WORKING PAPERS
I develop and estimate a model of endogenous teacher effectiveness, where both teachers and students exert effort to produce knowledge. I use rich data to estimate the model and recover flexible distributions of students' endowments, teachers' general teaching skills, and teachers’ marginal effort costs. In counterfactual analyses, I quantify the achievement gains from various teacher-to-classroom reassignment interventions. I find that these interventions can improve average student achievement and that ignoring endogenous effort adjustments can distort the distribution of gains. Additionally, I find that standard value-added specifications nested within the model have limitations in identifying effective teachers for low-performing classrooms.
Do poor mental and physical health scar early-career labor market trajectories?

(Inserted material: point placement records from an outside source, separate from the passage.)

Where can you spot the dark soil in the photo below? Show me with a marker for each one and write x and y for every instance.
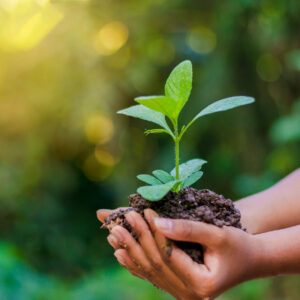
(191, 204)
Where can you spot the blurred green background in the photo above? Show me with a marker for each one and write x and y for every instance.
(67, 66)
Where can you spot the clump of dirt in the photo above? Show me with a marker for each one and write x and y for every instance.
(190, 204)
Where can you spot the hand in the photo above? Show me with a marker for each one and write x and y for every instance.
(143, 264)
(231, 256)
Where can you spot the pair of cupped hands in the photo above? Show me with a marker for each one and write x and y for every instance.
(230, 254)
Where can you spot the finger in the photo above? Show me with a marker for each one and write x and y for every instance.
(126, 262)
(152, 252)
(113, 242)
(189, 231)
(190, 272)
(126, 241)
(102, 214)
(183, 270)
(138, 256)
(146, 239)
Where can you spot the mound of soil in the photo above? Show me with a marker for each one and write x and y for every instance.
(191, 204)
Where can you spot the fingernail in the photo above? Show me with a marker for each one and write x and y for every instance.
(163, 224)
(117, 235)
(112, 241)
(120, 259)
(130, 219)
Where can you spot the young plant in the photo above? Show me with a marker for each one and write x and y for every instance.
(155, 109)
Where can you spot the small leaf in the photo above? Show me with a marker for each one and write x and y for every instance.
(162, 104)
(156, 192)
(192, 179)
(225, 104)
(188, 168)
(179, 84)
(148, 179)
(149, 131)
(144, 113)
(163, 176)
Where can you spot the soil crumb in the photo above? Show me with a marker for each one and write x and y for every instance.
(190, 204)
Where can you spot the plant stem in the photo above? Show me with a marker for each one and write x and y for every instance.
(177, 158)
(177, 140)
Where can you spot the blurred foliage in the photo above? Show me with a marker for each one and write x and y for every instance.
(68, 66)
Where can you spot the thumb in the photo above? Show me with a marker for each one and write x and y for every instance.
(189, 231)
(103, 214)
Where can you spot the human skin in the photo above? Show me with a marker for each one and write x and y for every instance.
(231, 256)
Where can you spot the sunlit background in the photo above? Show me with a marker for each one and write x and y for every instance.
(66, 67)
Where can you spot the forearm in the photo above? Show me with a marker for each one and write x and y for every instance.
(275, 208)
(279, 252)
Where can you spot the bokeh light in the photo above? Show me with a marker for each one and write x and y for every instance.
(95, 171)
(29, 26)
(202, 40)
(161, 51)
(111, 37)
(99, 129)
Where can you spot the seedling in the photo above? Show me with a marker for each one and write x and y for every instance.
(155, 109)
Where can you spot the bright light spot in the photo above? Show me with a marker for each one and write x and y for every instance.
(42, 2)
(293, 59)
(99, 129)
(22, 34)
(268, 68)
(120, 59)
(111, 38)
(161, 51)
(202, 40)
(9, 5)
(104, 157)
(94, 171)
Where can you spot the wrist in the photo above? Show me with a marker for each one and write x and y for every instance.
(264, 264)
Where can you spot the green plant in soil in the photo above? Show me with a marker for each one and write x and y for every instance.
(155, 109)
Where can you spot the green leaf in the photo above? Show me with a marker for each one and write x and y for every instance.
(155, 131)
(179, 84)
(188, 168)
(224, 104)
(162, 104)
(192, 179)
(156, 192)
(149, 179)
(144, 113)
(163, 176)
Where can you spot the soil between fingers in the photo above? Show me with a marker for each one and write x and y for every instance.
(190, 204)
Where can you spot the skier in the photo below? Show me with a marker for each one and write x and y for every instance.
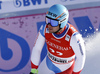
(65, 46)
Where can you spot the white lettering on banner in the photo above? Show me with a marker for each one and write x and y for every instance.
(25, 5)
(57, 46)
(19, 3)
(0, 4)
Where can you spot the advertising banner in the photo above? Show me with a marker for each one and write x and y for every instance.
(7, 6)
(18, 34)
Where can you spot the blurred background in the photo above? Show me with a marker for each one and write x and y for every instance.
(20, 21)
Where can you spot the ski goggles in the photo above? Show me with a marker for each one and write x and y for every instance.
(53, 22)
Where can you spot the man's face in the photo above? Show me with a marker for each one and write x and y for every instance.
(53, 29)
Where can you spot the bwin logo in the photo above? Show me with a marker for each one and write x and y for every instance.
(52, 14)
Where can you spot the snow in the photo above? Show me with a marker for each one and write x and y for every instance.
(92, 65)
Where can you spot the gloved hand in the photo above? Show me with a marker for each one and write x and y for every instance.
(34, 71)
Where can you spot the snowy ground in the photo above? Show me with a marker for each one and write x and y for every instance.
(92, 64)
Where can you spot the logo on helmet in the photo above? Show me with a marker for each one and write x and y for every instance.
(52, 14)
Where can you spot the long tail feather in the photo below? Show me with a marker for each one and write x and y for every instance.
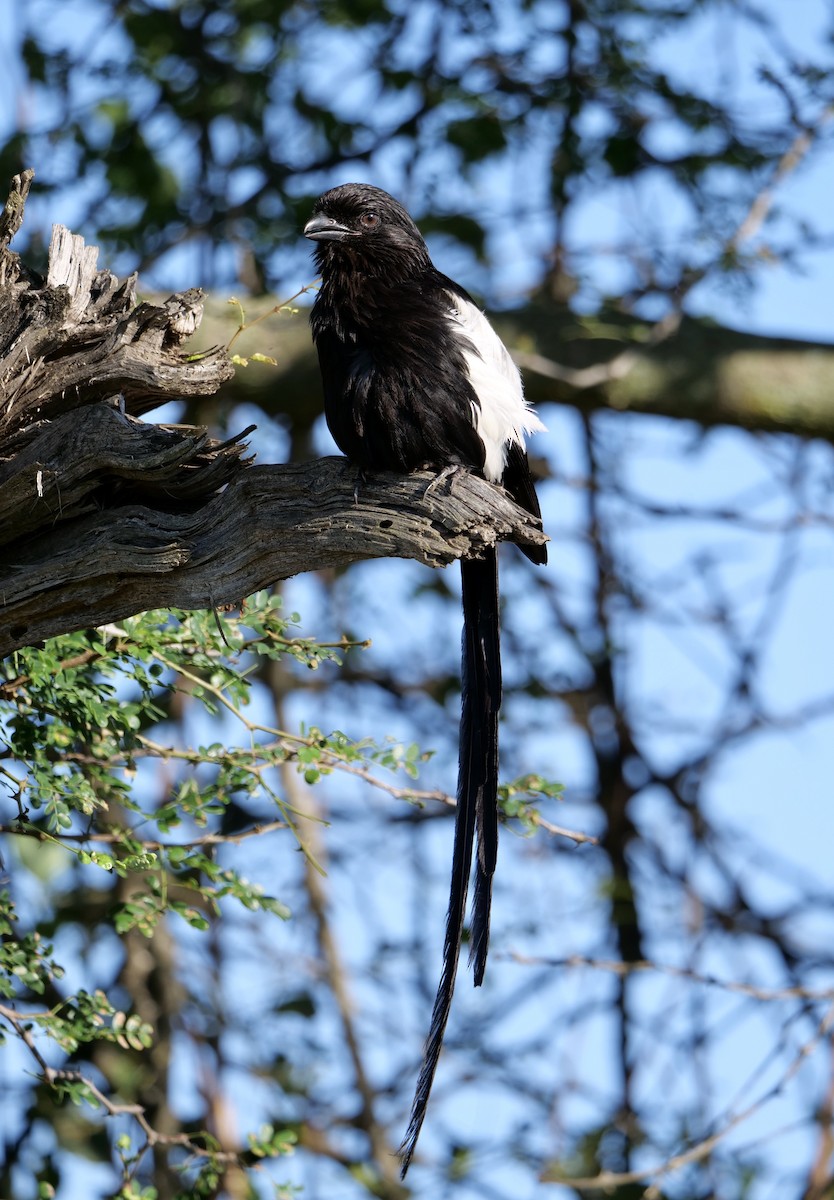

Using longitudinal data from HILDA and exploiting adverse life events as plausibly exogenous health shocks, we document strong short-run deterioration in mental health following these events. Motivated by this evidence, we estimate a dynamic discrete choice model that jointly characterizes the evolution of mental and physical health and their two-way interactions with schooling and early-career labor market decisions. Poor mental health substantially lowers full-time employment, raises nonemployment, and generates persistent scarring that depresses earnings. Counterfactuals show that early-life mental health shocks are a major source of long-run inequality, with transitory shocks producing enduring scarring.
A Dynamic Model of Academic Performance: Grading Schemes and Student Achievement
I develop and estimate a dynamic model of student participation and effort in a course to study how grading weights on problem sets and midterms affect performance over the semester. Using rich data from an introductory economics course in Argentina, I find that shifting weight toward midterms increases participation and achievement among lower-performing students, while the opposite is true for higher-performing students. Offering students a menu of syllabi can substantially improve overall performance. In 2025, students could choose between alternative grading schemes. I use this data for out-of-sample validation and find that the characteristics and performance patterns of these students are consistent with the model implications.
WORK IN PROGRESS
Group or Individual Teacher Bonuses? An Estimation of the Potential Gains
This paper studies how different teacher performance pay schemes would perform if optimally designed. I use publicly available data from a teacher incentive experiment in Andhra Pradesh, India, which included both individual and group piece-rate bonuses. First, I recover production and utility parameters from the control and individual-incentive treatment. I then simulate the group-incentive game to infer the likelihood that teachers play a free-riding outcome versus a cooperative (first-best) outcome. With these estimates, I evaluate counterfactual incentive structures to compare the potential gains from individual- and group-based schemes.